Anna Rita Giammetta Buzzetti ricorda la figlia, morta nello schianto del marzo 2019 durante una missione con il Wfp
“Il giorno della notizia del Nobel per la Pace 2020 al World Food Programme mi ero alzata triste e con il magone. Poi ho ricevuto il messaggio con la notizia: è stato un regalo, ho pensato 'Santo cielo!’, una cosa enorme”. A parlare è Anna Rita Giammetta Buzzetti, mamma di Maria Pilar Buzzetti, 30 anni, morta nell’incidente dell’Ethiopian Airlines del 10 marzo 2019. Su quell’aereo, caduto poco dopo il decollo da Addis Abeba e diretto a Nairobi, persero la vita 157 persone. A bordo c’erano diversi membri del World Food Programme, tra i quali anche due ragazze romane: Maria Pilar Buzzetti e Virginia Chimenti. “Mi piace pensare che il premio sia un po’ anche per loro” aggiunge Anna Rita Giammetta, ripensando allo schianto del 2019. “Per una madre che ha perso una figlia ‘far tornare alla mente’ la tragedia non è il termine giusto, perché questa cosa mi accompagna in ogni momento della vita – spiega la donna – Ma la notizia del premio Nobel al Wfp è stata per me una bomba, arrivata esattamente il giorno del mio compleanno. Il 3 ottobre era stato il suo compleanno, di Pilar, ed era stata una giornata difficilissima. Mi apprestavo a vivere un’altra giornata critica ed è arrivato invece questa sorta di regalo. Ho letto questa cosa come un premio un pochino anche per lei, che ha perso la vita facendo questo, ha perso la vita sul lavoro”. Maria Pilar Buzzetti ha ricevuto diversi riconoscimenti: da Papa Francesco al presidente Mattarella in tanti hanno ricordato il suo impegno. Ha iniziato in un ufficio per poi andare ad aiutare, appena possibile, sul campo, nei Paesi più bisognosi.

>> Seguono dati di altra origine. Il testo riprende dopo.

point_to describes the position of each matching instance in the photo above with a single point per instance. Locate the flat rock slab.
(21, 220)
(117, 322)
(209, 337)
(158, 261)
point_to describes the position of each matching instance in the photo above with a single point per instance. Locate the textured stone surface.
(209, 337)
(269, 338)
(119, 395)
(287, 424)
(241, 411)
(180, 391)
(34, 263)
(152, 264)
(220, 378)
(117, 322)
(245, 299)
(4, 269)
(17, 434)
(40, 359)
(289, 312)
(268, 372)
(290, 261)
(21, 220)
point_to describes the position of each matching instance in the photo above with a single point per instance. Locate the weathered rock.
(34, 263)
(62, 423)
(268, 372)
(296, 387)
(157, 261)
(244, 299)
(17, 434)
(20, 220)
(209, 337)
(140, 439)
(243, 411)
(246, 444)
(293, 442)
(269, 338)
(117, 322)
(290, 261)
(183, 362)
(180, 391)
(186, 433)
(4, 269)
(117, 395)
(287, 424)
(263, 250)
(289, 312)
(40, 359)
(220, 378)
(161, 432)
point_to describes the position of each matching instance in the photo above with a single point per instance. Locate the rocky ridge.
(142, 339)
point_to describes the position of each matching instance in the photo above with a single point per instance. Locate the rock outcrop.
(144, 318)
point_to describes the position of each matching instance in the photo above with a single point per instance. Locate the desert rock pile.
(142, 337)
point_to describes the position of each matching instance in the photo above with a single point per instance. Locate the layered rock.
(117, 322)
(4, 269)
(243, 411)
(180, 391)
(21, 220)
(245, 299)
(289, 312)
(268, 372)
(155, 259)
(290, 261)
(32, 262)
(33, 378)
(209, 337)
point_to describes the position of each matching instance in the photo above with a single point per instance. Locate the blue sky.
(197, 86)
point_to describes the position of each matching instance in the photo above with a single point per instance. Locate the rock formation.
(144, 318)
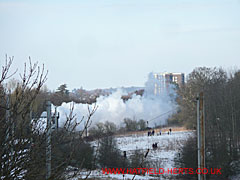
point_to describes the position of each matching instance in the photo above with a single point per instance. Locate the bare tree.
(22, 144)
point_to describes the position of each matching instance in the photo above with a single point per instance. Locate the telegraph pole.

“Una volta Pilar commentò un Nobel per la Pace che non aveva condiviso, non ricordo bene in che anno – spiega ancora la madre – e poi mi disse ‘ma venissero con noi sul campo a vedere, altro che Nobel per la Pace a questi qui’. Intendeva dire che il loro lavoro con il Wfp era immenso, era reale”. Una frase quasi premonitrice, considerato il riconoscimento ricevuto solo pochi giorni fa proprio dal Wfp. “Non ci si rende conto nel mondo Occidentale che portare alimenti porta anche pace”, aggiunge la donna. Il Nobel per la Pace 2020 è stato vissuto da molti parenti delle vittime di quell’incidente come un riconoscimento per tutti. “A nome dell’entusiasmo di Pilar, penso che sia un giusto riconoscimento davvero per la Pace, in senso lato, tra noi popoli e tra gli esseri umani, tutti fratelli” spiega Giammetta. Pilar aveva lavorato soprattutto in cinque Paesi africani con il Wfp: Etiopia, Nigeria, Kenya, Sudan e Sud Sudan. “Da allora seguo sempre gli sviluppi in quelle zone” commenta la madre. E proprio alcuni di questi Paesi sono stati citati dall’Accademia di Svezia nelle motivazioni per l’assegnazione del Nobel per la Pace 2020.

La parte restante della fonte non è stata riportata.